# Looking for a Chihuahua!



## Heidi36oh (Feb 27, 2007)

This might sound weird but I'm looking for a Chihuahua for one of my clients. She wants a miniature one. Any one know of one out there please let me know!


----------



## Jackson'sMom (Oct 13, 2007)

The San Jose animal shelter always has tons of Chihuahuas up for adoption. But that's rather far away from you. How about your local shelters, or is there a Chihuahua rescue in your area?


----------



## BeauShel (May 20, 2007)

There may be a small dog rescue in your area also that might have a pup available.


----------



## Heidi36oh (Feb 27, 2007)

Jackson'sMom said:


> The San Jose animal shelter always has tons of Chihuahuas up for adoption. But that's rather far away from you. How about your local shelters, or is there a Chihuahua rescue in your area?


 
I checked the shelter, none there. Have to check the rescues yet!


----------



## Jackson'sMom (Oct 13, 2007)

sanjoseanimals.com has 11 Chihuahuas listed, which is about average for that shelter. That breed must be really popular around here.


----------



## FlyingQuizini (Oct 24, 2006)

Please tell me the interest has nothing to do with the movie Beverly Hills Chihuahua....


----------



## Heidi36oh (Feb 27, 2007)

FlyingQuizini said:


> Please tell me the interest has nothing to do with the movie Beverly Hills Chihuahua....

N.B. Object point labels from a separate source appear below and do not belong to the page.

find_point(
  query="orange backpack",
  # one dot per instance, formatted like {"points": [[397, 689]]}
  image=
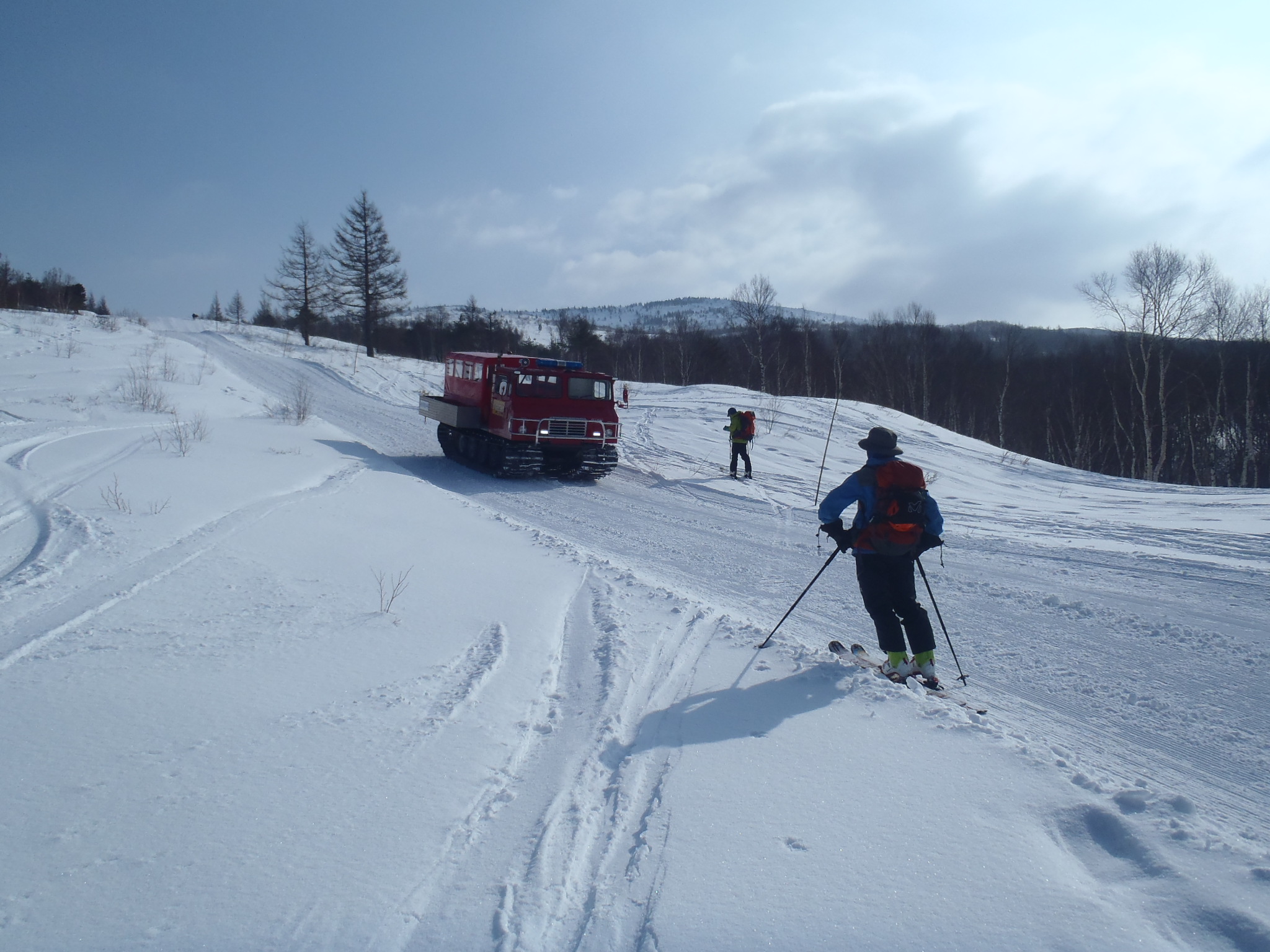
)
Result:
{"points": [[900, 508]]}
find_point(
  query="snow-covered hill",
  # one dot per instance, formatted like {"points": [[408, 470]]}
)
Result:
{"points": [[561, 734], [710, 312]]}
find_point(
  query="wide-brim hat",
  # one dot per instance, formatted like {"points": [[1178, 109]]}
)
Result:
{"points": [[882, 441]]}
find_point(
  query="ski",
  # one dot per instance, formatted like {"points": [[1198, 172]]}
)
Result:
{"points": [[858, 654]]}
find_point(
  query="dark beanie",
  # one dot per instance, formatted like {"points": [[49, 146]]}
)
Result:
{"points": [[882, 442]]}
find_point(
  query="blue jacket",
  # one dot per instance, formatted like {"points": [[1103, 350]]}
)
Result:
{"points": [[854, 491]]}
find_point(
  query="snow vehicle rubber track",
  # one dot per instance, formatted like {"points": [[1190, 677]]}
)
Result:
{"points": [[516, 416]]}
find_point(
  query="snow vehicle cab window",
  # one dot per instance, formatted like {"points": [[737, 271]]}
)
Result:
{"points": [[538, 385], [587, 389]]}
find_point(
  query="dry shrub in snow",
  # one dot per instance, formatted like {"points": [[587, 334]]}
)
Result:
{"points": [[296, 408], [113, 498], [179, 436], [391, 587], [140, 390]]}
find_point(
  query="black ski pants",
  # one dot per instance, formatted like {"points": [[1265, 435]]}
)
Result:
{"points": [[889, 592]]}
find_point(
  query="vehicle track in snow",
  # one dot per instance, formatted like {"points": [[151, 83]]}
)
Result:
{"points": [[747, 550]]}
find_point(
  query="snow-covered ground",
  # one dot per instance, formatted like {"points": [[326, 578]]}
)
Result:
{"points": [[561, 734]]}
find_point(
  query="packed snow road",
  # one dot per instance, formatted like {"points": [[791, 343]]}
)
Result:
{"points": [[561, 735], [1098, 610]]}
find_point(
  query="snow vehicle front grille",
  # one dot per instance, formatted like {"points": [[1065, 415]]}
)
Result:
{"points": [[569, 430]]}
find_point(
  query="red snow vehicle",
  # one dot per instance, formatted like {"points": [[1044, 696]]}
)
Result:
{"points": [[517, 415]]}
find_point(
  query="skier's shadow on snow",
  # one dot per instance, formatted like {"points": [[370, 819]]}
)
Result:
{"points": [[730, 714], [438, 471]]}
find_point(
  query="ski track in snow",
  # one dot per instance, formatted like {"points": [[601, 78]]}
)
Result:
{"points": [[30, 632], [561, 848]]}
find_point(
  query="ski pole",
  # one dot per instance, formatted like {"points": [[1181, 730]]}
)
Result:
{"points": [[826, 456], [832, 557], [959, 672]]}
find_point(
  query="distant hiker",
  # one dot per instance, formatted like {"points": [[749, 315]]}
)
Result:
{"points": [[741, 427], [895, 521]]}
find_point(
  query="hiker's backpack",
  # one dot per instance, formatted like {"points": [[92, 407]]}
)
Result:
{"points": [[900, 508]]}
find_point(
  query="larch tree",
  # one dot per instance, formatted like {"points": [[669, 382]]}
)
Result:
{"points": [[301, 281], [236, 310], [365, 277]]}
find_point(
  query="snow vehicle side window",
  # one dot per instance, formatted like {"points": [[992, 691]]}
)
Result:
{"points": [[538, 385], [586, 389]]}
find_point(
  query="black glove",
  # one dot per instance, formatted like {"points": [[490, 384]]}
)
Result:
{"points": [[840, 534]]}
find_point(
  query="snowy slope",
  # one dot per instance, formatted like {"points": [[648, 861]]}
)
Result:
{"points": [[561, 736]]}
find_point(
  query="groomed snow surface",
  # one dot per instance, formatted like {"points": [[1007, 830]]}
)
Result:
{"points": [[559, 735]]}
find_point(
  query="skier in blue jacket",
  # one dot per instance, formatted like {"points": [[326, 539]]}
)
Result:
{"points": [[887, 582]]}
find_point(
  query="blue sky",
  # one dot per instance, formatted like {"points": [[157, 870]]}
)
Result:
{"points": [[980, 157]]}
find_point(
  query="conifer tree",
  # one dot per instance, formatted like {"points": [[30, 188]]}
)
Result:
{"points": [[365, 280], [236, 310], [301, 281]]}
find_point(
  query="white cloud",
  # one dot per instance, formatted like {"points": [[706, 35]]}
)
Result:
{"points": [[981, 202]]}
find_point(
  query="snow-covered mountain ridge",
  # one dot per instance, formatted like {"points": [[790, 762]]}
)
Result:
{"points": [[561, 735]]}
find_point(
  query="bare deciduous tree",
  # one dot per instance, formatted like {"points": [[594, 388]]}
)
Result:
{"points": [[365, 277], [755, 311], [1168, 300]]}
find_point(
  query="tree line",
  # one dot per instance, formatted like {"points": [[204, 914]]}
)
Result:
{"points": [[1175, 390], [55, 291]]}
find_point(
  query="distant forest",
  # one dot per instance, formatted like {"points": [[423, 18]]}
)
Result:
{"points": [[1176, 391], [56, 291], [1070, 397]]}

LOL, no this is one of my old ladies she is 72 and always had a Chihuahua, hers died about 2 month ago and she wants to get another one.


----------



## Nicolle (Dec 25, 2007)

I guess all of the chihuahua's are here in Los Angeles. Just in "Adoptables" (not counting Lost and Found) there are 156 chihuahua's available...only a handful are mixes. That is just in the Los Angeles City shelters. That is not counting the County Shelters nor the private shelters...where there more. It is so sad.

Deborah


----------



## Heidi36oh (Feb 27, 2007)

I think we may have found one from a rescue, my lady is going in the morning with her daughter to look at the little one.


----------



## Heidi36oh (Feb 27, 2007)

Well she got a new baby, he is 4 pounds, very skinny and scared but cute as a button. He's about 5 years old and actually came from the shelter!


----------



## Jackson'sMom (Oct 13, 2007)

Sounds like a great match!


----------



## Faith's mommy (Feb 26, 2007)

no pictures?


----------



## Heidi36oh (Feb 27, 2007)

I'll take some in the morning, didn't have the camera with me, but I'm going over to let her see little Kylie, so I will take a pic.


----------